Франк Тилье - Переломы
— Ну и как ночка? — спрашивает Люк.
— Жарковато было. Я занял последние койки в кризисном центре. Две попытки самоубийства, один тип с ломкой, еще один так накачан нейролептиками, что слова выговорить не может. Судя по всему, сбежал из центра лечения. Его привезли на «скорой» совершенно голым, но в меховой шубе. Этакий сурок-эксгибиционист.
— А этот?
Гримбер протягивает формуляр.
— Доставлен позавчера утром в отделение скорой помощи сотрудницей социальной службы.
— Жюли.
— Да, Рокваль… Найден на остановке школьного автобуса километрах в двадцати отсюда, в какой-то деревушке. Тоже совершенно голый, под толстым шерстяным одеялом. И неподвижен. Когда я говорю «неподвижен»…
Гримбер подходит к мужчине и меняет положение его руки, словно имеет дело с куклой.
— …это значит неподвижен.
— А соматические показатели?
— Имеются признаки пародонтоза. Деформация пальцев конечностей по типу барабанных палочек, явное истощение, его помыли и сделали внутривенные вливания.

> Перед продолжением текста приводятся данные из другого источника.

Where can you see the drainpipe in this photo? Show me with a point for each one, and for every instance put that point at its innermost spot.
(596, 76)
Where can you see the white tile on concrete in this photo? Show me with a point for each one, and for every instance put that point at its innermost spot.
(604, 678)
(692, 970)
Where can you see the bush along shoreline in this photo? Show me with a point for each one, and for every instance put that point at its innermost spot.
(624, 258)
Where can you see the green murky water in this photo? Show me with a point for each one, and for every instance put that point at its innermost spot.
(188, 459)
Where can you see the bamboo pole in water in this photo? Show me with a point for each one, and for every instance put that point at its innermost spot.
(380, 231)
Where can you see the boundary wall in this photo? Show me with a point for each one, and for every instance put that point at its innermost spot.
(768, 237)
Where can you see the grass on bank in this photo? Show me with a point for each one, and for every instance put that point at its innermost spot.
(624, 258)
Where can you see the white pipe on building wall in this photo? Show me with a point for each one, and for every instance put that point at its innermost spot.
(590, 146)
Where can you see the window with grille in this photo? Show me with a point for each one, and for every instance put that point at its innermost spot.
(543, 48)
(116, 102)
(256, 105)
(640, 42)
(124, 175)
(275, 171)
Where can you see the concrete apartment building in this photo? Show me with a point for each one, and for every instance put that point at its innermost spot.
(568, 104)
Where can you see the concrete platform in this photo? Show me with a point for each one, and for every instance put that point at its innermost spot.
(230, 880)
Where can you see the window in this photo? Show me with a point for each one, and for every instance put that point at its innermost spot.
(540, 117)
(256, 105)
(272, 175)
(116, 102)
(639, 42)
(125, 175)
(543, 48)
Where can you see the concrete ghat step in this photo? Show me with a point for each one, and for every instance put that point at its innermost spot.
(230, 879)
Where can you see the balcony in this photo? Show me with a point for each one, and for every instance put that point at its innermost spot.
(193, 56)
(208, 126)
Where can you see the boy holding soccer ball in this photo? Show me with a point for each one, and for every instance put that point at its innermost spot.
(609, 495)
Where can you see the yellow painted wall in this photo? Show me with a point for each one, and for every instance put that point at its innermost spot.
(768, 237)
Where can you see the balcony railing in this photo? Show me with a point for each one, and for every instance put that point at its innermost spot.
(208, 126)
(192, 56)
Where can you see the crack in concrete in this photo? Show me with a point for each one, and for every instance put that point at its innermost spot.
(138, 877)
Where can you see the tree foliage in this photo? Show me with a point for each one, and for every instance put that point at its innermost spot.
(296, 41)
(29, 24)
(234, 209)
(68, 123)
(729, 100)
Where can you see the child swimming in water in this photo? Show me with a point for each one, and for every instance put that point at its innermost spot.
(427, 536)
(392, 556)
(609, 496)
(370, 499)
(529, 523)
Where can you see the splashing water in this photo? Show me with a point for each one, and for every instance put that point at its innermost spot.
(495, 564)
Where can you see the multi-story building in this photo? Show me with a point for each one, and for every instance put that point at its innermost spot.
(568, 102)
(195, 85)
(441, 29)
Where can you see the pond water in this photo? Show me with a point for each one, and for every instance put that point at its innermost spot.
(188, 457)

Отмечены также проблемы с кровообращением в ногах. Большие отеки, много воды, щиколотки в ужасном состоянии, кровеносные сосуды раздуты, как будто он целыми днями стоял. Результаты сканирования и МРТ в норме. Никаких абсцессов, опухолей, ран. Однако мне сказали, что на спине у него нашли кое-что любопытное.
Там и сям Люк видит кружки, лишенные волос. Он поворачивается к коллеге:
— Что ты думаешь?
— Похоже на ожоги, а?
— Не обязательно, кожный покров не нарушен. Локальная и полная потеря волос может происходить по разным причинам. Например, при сильном стрессе.
— Я имел в виду электрические ожоги. Сильные и неоднократные…
Люк трет подбородок. Его взгляд падает на татуировку в виде волчьей головы на икре больного.
— Это ты усадил его в такой позе?
— Нет. Он сам ее принимает, когда пытаешься его пошевелить. Но при этом он с воплем схватил меня за руку, у него еще достаточно сил, и он может реагировать, как дикий зверь, так что будь осторожен.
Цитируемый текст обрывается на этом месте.